In an effort to keep our clients updated on the tax-related provisions in the Coronavirus Aid, Relief, and Economic Security (CARES) Act, signed into law on March 27, 2020, the following information is a summary of the different laws and resources that have been made available. We will continue to update this information with additional guidance and links to resources as they become available. Please consult your tax advisor for additional information and resources as updates to these new laws are changing frequently.

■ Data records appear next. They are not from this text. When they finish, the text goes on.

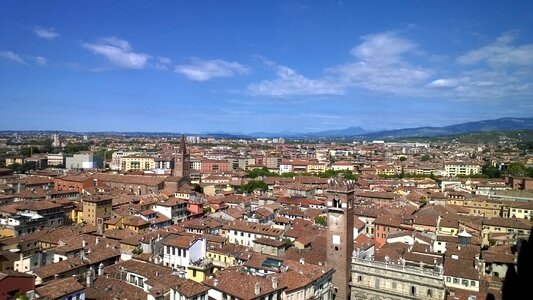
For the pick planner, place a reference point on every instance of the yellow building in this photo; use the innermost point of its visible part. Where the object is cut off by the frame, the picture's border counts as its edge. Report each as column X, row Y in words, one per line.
column 97, row 207
column 136, row 163
column 316, row 168
column 521, row 210
column 14, row 160
column 223, row 257
column 459, row 168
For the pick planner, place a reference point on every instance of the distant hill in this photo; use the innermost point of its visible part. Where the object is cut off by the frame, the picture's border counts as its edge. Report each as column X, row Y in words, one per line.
column 503, row 124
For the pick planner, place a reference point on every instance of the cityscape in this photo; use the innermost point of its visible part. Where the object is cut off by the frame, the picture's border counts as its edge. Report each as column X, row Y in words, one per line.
column 285, row 150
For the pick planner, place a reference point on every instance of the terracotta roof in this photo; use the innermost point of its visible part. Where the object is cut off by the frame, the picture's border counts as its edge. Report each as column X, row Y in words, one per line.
column 460, row 268
column 181, row 241
column 59, row 288
column 225, row 280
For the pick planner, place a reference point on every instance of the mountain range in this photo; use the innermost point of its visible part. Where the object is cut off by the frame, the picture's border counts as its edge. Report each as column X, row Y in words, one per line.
column 502, row 124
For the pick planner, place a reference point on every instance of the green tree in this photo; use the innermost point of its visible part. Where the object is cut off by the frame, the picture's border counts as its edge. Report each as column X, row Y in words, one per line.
column 321, row 220
column 517, row 169
column 15, row 167
column 288, row 175
column 28, row 151
column 27, row 166
column 287, row 242
column 490, row 171
column 253, row 185
column 264, row 172
column 198, row 188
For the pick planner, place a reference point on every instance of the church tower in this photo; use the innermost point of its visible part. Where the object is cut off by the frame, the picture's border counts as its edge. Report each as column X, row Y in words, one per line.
column 340, row 209
column 182, row 161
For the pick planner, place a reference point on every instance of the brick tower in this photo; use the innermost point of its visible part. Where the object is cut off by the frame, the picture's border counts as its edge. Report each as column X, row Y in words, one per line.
column 182, row 161
column 340, row 209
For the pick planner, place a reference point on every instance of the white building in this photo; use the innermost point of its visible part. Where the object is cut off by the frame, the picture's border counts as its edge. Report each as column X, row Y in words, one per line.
column 183, row 251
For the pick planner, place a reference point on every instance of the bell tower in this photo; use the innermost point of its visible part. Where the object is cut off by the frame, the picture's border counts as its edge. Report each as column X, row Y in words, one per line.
column 340, row 210
column 182, row 161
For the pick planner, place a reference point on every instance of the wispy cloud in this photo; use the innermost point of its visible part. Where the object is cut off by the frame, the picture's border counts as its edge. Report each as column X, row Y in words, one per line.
column 203, row 70
column 379, row 66
column 289, row 82
column 119, row 53
column 502, row 71
column 11, row 56
column 45, row 33
column 500, row 53
column 163, row 63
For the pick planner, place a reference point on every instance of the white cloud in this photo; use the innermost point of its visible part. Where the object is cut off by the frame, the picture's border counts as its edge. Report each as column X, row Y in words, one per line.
column 163, row 63
column 289, row 82
column 443, row 83
column 12, row 57
column 45, row 33
column 383, row 49
column 500, row 53
column 40, row 60
column 203, row 70
column 379, row 66
column 119, row 53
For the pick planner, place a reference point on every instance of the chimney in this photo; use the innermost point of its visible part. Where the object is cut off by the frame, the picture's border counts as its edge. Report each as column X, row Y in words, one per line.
column 90, row 278
column 274, row 283
column 100, row 269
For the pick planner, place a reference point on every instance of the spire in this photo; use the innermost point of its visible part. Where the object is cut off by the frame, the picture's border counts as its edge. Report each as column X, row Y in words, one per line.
column 183, row 150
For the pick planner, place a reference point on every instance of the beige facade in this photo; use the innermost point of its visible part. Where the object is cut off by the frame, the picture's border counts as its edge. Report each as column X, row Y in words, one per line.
column 316, row 168
column 388, row 280
column 136, row 163
column 96, row 208
column 461, row 168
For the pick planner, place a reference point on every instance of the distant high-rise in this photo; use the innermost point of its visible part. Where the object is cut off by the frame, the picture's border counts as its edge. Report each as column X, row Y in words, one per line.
column 340, row 209
column 55, row 140
column 182, row 160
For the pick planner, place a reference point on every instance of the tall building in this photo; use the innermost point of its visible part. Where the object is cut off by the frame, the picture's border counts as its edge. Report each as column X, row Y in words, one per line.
column 97, row 207
column 340, row 210
column 395, row 280
column 55, row 140
column 182, row 165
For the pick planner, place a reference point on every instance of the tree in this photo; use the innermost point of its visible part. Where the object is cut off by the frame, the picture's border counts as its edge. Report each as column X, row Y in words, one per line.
column 28, row 151
column 321, row 220
column 263, row 172
column 490, row 171
column 517, row 169
column 198, row 188
column 253, row 185
column 287, row 242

Recovery rebate: Under the CARES Act, eligible individuals are allowed an income tax credit of $1,200 per adult and $500 per qualifying child. The credit is reduced if the taxpayer’s adjusted gross income on the 2019 tax return (or 2018 return if you have not filed for 2019) is more than $75,000 (individual), $112,500 (head of household), or $150,000 (joint). You do not have to do anything to receive this credit. The rebates will be paid out in the form of checks or direct deposits. Most individuals won’t have to take any action to receive a rebate. IRS will compute the rebate based on a taxpayer’s tax year 2019 return (or tax year 2018, if no 2019 return has been filed).

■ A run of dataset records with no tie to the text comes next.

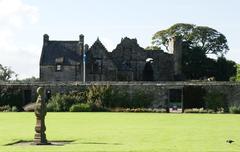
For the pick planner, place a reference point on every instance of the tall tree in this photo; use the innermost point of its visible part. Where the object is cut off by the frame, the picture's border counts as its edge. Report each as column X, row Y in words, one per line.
column 207, row 39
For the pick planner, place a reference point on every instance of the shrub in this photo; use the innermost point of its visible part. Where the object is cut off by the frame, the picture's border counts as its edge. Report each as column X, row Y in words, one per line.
column 82, row 107
column 5, row 108
column 63, row 102
column 10, row 96
column 201, row 110
column 139, row 110
column 14, row 109
column 141, row 99
column 215, row 101
column 234, row 109
column 99, row 95
column 195, row 110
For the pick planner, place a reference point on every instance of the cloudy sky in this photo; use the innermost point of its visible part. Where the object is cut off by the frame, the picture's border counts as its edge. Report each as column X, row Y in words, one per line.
column 23, row 23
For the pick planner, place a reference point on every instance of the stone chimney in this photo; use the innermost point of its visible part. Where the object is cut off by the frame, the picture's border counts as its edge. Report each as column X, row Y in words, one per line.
column 45, row 39
column 86, row 47
column 81, row 43
column 175, row 47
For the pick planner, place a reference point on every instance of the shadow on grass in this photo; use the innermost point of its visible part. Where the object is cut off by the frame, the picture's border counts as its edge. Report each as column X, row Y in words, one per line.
column 31, row 143
column 99, row 143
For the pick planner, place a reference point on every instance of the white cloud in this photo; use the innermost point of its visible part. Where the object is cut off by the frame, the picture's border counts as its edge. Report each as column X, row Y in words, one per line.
column 15, row 15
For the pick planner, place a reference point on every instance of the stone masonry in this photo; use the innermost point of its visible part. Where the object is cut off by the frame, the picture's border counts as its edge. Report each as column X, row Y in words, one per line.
column 63, row 61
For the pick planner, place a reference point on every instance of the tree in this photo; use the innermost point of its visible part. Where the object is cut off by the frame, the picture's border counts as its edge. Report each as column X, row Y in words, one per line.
column 6, row 73
column 196, row 65
column 207, row 39
column 225, row 69
column 238, row 73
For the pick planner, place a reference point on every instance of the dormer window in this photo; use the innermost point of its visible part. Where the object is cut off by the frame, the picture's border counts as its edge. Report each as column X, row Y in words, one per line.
column 58, row 67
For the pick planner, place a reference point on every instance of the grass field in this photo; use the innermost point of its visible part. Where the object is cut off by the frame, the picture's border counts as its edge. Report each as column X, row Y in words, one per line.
column 125, row 132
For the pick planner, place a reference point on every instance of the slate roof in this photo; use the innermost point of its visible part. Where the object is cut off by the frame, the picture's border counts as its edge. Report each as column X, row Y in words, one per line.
column 65, row 51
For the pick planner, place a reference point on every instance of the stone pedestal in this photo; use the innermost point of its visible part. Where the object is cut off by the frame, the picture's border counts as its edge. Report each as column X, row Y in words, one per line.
column 40, row 112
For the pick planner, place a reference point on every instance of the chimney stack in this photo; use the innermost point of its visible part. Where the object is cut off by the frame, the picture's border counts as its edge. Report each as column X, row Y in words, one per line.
column 45, row 39
column 175, row 47
column 81, row 43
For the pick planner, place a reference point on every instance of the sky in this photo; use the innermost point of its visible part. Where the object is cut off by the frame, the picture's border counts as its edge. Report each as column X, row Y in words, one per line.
column 23, row 23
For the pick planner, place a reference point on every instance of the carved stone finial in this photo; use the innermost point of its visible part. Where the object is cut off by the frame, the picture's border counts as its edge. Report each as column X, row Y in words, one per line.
column 40, row 113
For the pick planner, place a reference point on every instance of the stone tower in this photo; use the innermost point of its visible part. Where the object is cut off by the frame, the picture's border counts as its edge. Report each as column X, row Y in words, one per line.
column 175, row 48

Families First Coronavirus Response Act: Beginning April 1st, employers with less than 500 employees are required to provide up to two weeks (80 hours, or a part-time employee’s two-week equivalent) of paid sick leave and up to 10 weeks more of partially paid expanded family medical leave for COVID-19 related reasons, including lack of child care. There are two credits available for eligible employers to cover the costs of this paid leave. Additional information about this requirement, including posters which can be printed and hung in your workplace is available through the Department of Labor

Employee Retention Credit for Employers: Eligible employers can qualify for a refundable credit against the employers 6.2% portion of the Social Security payroll tax for 50% of certain wages paid to employees during the COVID-19 crisis. To be eligible for the credit, the employer’s operations must have been fully or partially suspended as a result of a government order limiting commerce, travel, or group gatherings, or they must have experienced a greater than 50% reduction in quarterly receipts, measured on a year-to-year basis. The wages include health benefits and are capped at the first $10,000 in wages paid to an employee. The credit is provided for wages paid after March 12, 2020 through December 31, 2020 and do not include wages taken into account for purposes of the payroll credits provided by the earlier Families First Coronavirus Response Act for required paid sick leave or required paid family leave.

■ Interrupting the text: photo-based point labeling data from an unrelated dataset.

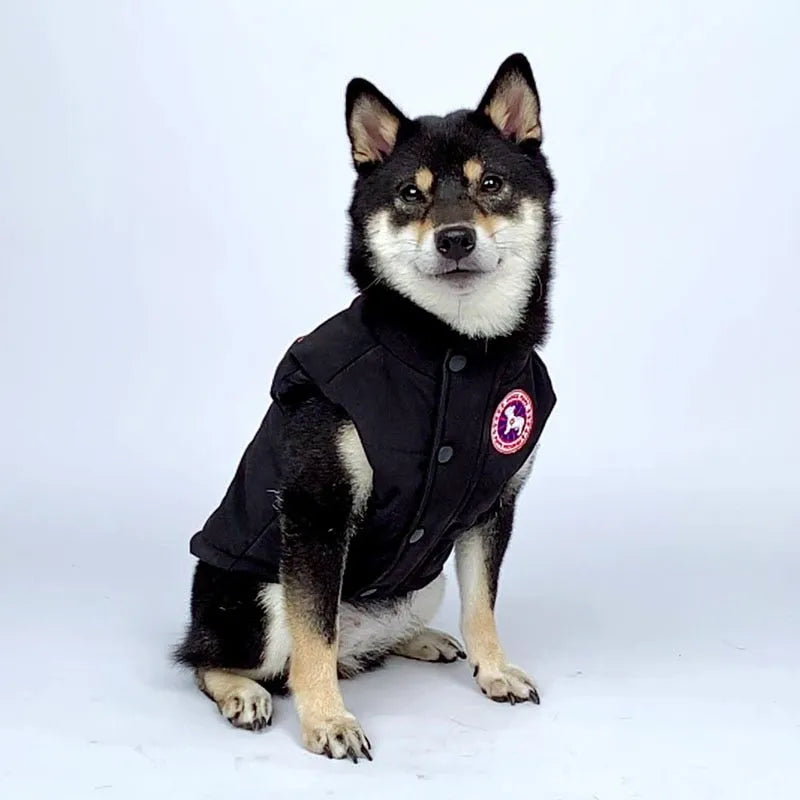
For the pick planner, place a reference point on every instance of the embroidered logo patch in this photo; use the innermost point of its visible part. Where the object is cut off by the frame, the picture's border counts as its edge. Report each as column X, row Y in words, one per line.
column 512, row 422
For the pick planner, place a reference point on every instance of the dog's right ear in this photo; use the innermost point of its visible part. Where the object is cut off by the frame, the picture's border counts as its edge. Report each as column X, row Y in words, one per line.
column 373, row 123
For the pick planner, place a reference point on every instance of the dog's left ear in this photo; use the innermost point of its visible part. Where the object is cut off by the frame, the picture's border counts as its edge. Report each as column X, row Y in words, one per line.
column 512, row 103
column 373, row 123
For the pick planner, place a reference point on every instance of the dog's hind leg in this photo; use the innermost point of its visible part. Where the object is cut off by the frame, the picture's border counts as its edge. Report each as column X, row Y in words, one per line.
column 431, row 645
column 243, row 702
column 428, row 644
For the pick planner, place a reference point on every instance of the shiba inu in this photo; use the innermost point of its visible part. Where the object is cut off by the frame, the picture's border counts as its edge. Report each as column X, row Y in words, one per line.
column 400, row 430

Delay of Payment of Employer Payroll Taxes: Taxpayers (including self-employed’s) will be able to defer paying the employer portion of social security taxes through the end of 2020, with all 2020 deferred amounts due in two equal installments, one at the end of 2021, the other at the end of 2022.

Small Business Administration Loans: The SBA is offering several programs and initiatives for small businesses during this time, two of importance to consider are the Paycheck Protection Program which provides capital to cover the cost of retaining employees, facilities and interest on debt. Employers that maintain employment for the eight weeks after the origination of the loan, or rehire employees by June 30th, would be eligible to have their loans forgiven. The second which provides a quick infusion of cash (up to $10,000) to cover you right now is the Emergency Economic Grant.

A list of current programs are available through the Small Business Administration. We suggest that you contact your local banker about the SBA loans and other relief options as funds may only be available on a first come basis.